I carry a .44 mag on backpacking excursions and hunt with one too.  I have a Super Blackhawk and I feel that it is more than sufficient to deal with a bear (maybe not so much in my hands) when loaded with FMJ or something close.

I took down a mule deer with my first .44, an Uberti Cattleman and the gun I have now is much better.  I agree with the fact that a .454 or something similar would be a better "bear stopper(?)" but I would not be able to shoot it comfortably enough, often enough to make it the gun the .44 mag is for me.

When I am camping I have it and my AR-15 with dual load AP/SJLN rounds.  When I am hunting it is my backup for my .300 Savage Model 8.  Over all if I really expected a bear I would either not go (bears are really big and have been known to eat people and my kids would say I shot Smokey) or simply hike in with the .44 and the AR-15 since even though it is a small round it the AP stuff will go through just about anything and I can effectively put a lot of rounds on a small moving target (and I dont own an SKS/AK) which is why I prefer this weapon when I have my family around or I am not hunting.

my .02 only.


----------



## David43515 (Dec 17, 2009)

I grew up in Ohio, which hasn`t been bear country for about 180 years, so take what I say with a grain of salt. I read an interview on this type of topic with several bear hunters from Alaska. The general consensus was that in order to stop a bear _right now,_ you don`t shoot at vital organs like heart and lungs. You either take out the spinal colum or the hip joints, so a heavy hitting bullet and good placement are are paramount.

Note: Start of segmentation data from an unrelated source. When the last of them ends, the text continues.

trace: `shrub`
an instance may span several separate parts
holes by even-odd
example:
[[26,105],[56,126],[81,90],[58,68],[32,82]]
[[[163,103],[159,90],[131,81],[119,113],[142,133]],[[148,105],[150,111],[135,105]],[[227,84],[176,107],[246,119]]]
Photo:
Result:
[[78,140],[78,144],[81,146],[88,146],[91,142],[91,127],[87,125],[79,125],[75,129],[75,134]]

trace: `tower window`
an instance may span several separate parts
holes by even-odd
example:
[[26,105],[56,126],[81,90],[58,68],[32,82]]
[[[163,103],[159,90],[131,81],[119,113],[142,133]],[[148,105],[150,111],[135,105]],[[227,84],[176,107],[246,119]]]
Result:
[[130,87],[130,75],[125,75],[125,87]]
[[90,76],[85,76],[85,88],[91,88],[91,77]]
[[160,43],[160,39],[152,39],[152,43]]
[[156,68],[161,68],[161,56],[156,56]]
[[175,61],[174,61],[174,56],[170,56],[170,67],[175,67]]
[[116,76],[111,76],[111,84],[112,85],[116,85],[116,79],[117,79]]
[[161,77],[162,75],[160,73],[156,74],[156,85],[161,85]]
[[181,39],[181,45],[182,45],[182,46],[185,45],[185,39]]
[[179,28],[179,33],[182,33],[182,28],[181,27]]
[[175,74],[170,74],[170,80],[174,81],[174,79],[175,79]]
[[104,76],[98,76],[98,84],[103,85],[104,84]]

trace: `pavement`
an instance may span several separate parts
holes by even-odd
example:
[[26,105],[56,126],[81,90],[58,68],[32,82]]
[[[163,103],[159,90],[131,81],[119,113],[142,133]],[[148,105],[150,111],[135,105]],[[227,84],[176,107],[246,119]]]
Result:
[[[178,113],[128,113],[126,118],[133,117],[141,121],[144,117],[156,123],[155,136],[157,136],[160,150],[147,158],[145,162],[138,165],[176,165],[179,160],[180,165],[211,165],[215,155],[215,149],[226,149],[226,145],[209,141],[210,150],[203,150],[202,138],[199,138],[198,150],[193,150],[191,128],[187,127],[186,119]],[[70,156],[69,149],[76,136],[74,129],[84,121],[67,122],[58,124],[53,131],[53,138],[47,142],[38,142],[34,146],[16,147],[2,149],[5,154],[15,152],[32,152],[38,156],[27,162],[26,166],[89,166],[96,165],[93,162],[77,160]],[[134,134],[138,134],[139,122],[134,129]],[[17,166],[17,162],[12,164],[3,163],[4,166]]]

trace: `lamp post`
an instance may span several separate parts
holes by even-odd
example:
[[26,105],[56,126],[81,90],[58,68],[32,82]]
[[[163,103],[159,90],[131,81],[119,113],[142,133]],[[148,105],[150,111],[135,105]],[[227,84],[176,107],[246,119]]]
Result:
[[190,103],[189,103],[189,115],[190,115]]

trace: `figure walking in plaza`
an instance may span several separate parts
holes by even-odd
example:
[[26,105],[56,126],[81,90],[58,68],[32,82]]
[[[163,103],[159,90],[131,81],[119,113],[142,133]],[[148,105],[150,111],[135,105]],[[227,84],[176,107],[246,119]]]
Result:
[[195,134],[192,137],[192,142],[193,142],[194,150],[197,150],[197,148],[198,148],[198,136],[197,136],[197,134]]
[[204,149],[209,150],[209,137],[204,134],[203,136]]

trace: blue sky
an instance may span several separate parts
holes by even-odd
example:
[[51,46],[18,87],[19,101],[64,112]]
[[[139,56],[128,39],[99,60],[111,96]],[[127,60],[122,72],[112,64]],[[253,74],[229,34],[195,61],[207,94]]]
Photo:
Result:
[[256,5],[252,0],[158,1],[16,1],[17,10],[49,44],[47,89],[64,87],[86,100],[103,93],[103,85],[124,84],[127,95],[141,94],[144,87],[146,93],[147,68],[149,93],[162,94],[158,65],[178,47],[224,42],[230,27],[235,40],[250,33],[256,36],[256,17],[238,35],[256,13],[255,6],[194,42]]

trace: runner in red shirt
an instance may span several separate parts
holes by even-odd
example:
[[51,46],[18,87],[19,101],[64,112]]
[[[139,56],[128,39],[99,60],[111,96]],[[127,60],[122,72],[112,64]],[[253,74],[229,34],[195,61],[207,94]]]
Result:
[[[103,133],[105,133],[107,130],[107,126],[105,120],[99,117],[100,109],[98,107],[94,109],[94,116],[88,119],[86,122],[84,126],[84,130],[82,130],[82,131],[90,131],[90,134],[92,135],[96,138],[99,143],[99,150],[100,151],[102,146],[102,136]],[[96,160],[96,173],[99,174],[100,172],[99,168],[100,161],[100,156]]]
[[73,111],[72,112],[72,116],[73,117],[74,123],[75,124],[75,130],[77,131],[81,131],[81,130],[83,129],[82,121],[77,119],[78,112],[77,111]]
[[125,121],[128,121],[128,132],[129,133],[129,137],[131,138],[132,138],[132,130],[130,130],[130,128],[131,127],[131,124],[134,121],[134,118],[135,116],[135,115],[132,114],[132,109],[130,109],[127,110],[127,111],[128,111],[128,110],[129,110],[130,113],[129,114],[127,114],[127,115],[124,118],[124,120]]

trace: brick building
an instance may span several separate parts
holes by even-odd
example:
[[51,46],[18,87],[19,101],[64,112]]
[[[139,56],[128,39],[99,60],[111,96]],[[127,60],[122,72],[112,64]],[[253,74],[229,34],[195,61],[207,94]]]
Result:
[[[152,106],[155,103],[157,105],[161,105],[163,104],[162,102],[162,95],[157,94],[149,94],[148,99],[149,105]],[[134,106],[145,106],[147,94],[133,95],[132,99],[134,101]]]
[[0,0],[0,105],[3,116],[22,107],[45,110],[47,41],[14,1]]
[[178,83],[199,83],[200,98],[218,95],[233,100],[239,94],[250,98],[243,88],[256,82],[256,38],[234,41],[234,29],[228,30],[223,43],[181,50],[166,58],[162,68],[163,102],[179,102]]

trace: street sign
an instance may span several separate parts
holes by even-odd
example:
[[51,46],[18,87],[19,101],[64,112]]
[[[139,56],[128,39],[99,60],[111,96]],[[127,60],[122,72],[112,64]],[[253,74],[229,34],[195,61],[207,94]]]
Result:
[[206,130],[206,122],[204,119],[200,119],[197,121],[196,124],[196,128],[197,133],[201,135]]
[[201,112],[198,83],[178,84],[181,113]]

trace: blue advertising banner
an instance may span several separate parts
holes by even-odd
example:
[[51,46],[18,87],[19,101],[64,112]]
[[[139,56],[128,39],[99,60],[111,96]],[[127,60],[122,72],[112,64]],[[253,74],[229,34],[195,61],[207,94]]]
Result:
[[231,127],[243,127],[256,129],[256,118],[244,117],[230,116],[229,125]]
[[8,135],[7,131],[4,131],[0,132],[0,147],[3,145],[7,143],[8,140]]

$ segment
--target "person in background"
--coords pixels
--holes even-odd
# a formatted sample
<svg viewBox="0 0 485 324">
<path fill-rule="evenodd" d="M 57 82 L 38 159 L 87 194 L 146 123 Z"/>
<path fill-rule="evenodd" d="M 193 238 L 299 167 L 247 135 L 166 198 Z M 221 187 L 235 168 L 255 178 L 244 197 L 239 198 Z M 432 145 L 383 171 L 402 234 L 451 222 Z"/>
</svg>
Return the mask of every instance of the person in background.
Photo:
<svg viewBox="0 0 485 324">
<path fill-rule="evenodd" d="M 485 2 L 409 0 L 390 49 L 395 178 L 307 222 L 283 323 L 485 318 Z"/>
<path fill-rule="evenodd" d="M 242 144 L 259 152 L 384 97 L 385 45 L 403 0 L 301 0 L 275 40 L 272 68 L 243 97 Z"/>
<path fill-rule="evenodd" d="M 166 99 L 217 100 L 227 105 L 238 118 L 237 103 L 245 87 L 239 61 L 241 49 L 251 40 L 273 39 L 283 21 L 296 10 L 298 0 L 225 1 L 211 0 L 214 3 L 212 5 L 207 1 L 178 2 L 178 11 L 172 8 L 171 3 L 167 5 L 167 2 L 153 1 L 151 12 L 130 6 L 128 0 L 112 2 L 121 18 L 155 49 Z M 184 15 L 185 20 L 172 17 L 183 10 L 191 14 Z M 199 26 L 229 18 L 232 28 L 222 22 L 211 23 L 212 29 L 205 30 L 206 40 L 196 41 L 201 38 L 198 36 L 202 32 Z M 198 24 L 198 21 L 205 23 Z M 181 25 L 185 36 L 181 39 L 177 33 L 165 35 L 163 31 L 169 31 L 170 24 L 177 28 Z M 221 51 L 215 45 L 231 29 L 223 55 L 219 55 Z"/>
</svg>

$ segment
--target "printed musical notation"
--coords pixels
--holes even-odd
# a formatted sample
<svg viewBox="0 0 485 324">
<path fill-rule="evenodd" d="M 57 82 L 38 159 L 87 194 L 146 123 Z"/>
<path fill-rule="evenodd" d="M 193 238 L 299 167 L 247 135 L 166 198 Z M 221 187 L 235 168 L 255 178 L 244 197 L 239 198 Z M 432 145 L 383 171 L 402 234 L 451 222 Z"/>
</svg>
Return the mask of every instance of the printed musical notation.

I`ve read of guys killing bears with headshots from a .44, but I`d rather have a 10 or 12 guage shotgun and several good dogs myself.


----------



## Skpotamus (Dec 18, 2009)

I live in IN which has a decent number of bears.... in zoos and circuses.... so take this with a grain of salt.

One of my coworkers went bear hunting a few years back, the topic of carrying a pistol for defense against a bear came up, the consensus from his guides was that no handgun would really do the job adequately.  They recommended at least a 12 gauge with 00 buck.  They used much larger caliber hunting rifles and even then they didn't always do the job.  

I wouldn't expect any caliber of handgun to do the job, especially some big bruiser that is hard to get follow up shots with.  I'd probably look at a pistol gripped shotgun.  

YMMV.


----------



## lklawson (Dec 18, 2009)

Skpotamus said:


> I wouldn't expect any caliber of handgun to do the job, especially some big bruiser that is hard to get follow up shots with.  I'd probably look at a pistol gripped shotgun.


This problem, and the various "solutions" aren't exactly new.  It's the reason that Howdah pistols were invented.

Peace favor your sword,
Kirk


----------